The biggest U.S. Fixed Income Tax-Exempt assets gained for Q3 2021 were in Broad Core/Core+, Long Duration, and Corporates, with $3.7B, $3.5B, and $2.5B, respectively. Below you can find the top 20 asset gainers in Q3 2021 based on the data provided to our global database. We were surprised to see a good number of long-duration products. As inflation continues to rise, one may think there would be a bigger focus on short-duration types of portfolios, but this does not appear to be the case. A particular product to highlight is Loomis Sayles’ Multisector Full Discretion portfolio ranked 17th on our list below. We have seen quite a bit of interest in the unconstrained/ Core+ types of portfolios where Fixed Income managers are allowed more leeway to delve into different sectors to find additional yield. Another portfolio to note is J.P. Morgan’s High-Quality Yield Portfolio. This riskier Fixed Income portfolio concentrates on below-investment-grade bonds with maturities between 3 and 10 years.

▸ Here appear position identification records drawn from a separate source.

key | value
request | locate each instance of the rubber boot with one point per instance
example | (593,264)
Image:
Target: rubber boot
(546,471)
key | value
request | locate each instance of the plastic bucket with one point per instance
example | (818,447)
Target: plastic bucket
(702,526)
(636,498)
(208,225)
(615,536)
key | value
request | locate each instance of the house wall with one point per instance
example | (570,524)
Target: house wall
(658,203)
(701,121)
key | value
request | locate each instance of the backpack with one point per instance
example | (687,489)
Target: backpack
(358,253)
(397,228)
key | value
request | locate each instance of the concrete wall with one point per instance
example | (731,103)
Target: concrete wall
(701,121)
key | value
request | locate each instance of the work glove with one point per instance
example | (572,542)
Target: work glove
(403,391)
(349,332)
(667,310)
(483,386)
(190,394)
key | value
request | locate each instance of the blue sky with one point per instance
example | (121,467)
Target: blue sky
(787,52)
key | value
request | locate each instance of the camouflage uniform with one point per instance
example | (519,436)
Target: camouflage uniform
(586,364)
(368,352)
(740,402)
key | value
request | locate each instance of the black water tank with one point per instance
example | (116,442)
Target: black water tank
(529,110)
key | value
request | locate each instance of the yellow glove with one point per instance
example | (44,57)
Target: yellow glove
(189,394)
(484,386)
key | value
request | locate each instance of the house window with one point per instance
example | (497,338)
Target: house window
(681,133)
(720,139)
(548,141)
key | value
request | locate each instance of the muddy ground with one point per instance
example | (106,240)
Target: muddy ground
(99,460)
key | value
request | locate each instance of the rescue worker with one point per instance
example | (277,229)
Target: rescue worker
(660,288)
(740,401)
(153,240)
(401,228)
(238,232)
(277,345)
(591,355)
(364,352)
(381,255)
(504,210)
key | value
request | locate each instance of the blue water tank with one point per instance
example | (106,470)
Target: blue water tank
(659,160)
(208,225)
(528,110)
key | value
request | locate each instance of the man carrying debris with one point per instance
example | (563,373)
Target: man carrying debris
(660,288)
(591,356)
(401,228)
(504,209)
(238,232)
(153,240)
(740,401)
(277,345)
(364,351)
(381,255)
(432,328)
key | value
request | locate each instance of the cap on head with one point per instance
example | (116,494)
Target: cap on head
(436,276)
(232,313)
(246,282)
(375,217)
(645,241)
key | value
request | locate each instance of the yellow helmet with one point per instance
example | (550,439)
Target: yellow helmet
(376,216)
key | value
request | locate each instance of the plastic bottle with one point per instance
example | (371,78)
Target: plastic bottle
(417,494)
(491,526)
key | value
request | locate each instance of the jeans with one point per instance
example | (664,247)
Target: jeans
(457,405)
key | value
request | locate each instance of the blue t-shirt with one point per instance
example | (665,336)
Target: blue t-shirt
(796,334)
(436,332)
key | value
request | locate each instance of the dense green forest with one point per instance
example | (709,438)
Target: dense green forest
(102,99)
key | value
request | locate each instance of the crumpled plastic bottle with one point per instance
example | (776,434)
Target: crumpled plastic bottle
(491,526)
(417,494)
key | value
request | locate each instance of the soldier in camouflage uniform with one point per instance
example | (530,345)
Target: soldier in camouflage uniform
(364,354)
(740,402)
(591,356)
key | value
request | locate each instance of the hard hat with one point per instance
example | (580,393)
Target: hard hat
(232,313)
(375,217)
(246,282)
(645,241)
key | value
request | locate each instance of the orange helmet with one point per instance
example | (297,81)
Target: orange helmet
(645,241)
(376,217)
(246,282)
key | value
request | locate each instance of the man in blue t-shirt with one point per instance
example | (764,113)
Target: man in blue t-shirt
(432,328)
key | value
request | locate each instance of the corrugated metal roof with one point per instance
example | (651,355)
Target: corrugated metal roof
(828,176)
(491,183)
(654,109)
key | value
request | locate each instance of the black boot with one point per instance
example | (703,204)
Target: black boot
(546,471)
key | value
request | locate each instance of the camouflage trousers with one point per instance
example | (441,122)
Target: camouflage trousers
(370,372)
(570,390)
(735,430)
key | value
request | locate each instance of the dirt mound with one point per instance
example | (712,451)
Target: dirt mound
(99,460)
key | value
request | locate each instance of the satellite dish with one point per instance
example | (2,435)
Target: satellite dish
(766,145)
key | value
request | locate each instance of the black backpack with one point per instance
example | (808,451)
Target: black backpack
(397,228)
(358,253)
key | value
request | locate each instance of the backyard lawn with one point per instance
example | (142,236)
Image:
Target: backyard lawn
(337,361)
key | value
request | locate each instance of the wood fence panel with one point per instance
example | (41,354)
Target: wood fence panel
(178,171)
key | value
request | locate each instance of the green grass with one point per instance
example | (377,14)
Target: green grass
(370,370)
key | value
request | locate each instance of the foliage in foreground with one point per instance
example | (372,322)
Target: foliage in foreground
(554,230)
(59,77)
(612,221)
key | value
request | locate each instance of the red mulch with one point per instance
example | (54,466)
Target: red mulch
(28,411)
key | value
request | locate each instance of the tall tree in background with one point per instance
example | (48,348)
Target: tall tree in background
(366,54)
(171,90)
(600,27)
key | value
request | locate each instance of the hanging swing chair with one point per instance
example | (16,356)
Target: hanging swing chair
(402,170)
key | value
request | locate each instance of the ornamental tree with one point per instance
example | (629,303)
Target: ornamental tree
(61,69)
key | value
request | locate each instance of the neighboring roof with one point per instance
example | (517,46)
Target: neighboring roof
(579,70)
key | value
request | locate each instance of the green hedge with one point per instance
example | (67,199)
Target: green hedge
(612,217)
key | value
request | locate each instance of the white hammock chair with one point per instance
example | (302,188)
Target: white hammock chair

Given the run U.S. public equity has had, we also looked at the Top 10 Equity Products from U.S. institutional investors in Q3 2021. Not shockingly, the top product on our list belongs to Laguna Beach, California-based asset manager WCM. Its Quality Global Growth portfolio received $571M in Q3 2021. Also notable are Barrow Hanley’s Non-U.S. Value product and Brandywine’s Classic Large Cap Value product. These portfolios show how we are seeing Value bounce back despite Growth outperforming for the past 13 years. Over the past year, we are seeing institutional investors tactically allocating into value and we have seen value stocks bounce back in a big way over the trailing 12 months. So, some U.S. institutional investors have timed the turn in style performance correctly.
Q3 Top 10 Equity Products from US Institutional Investors
In closing, it will be interesting to see how hiring activity will change in Q4 and beyond. The $22B U.S institutional hiring activity in Q3 2021 was a significant amount. It will be important to keep an eye on those long-duration Fixed Income as the fears of rising inflation continue to grow.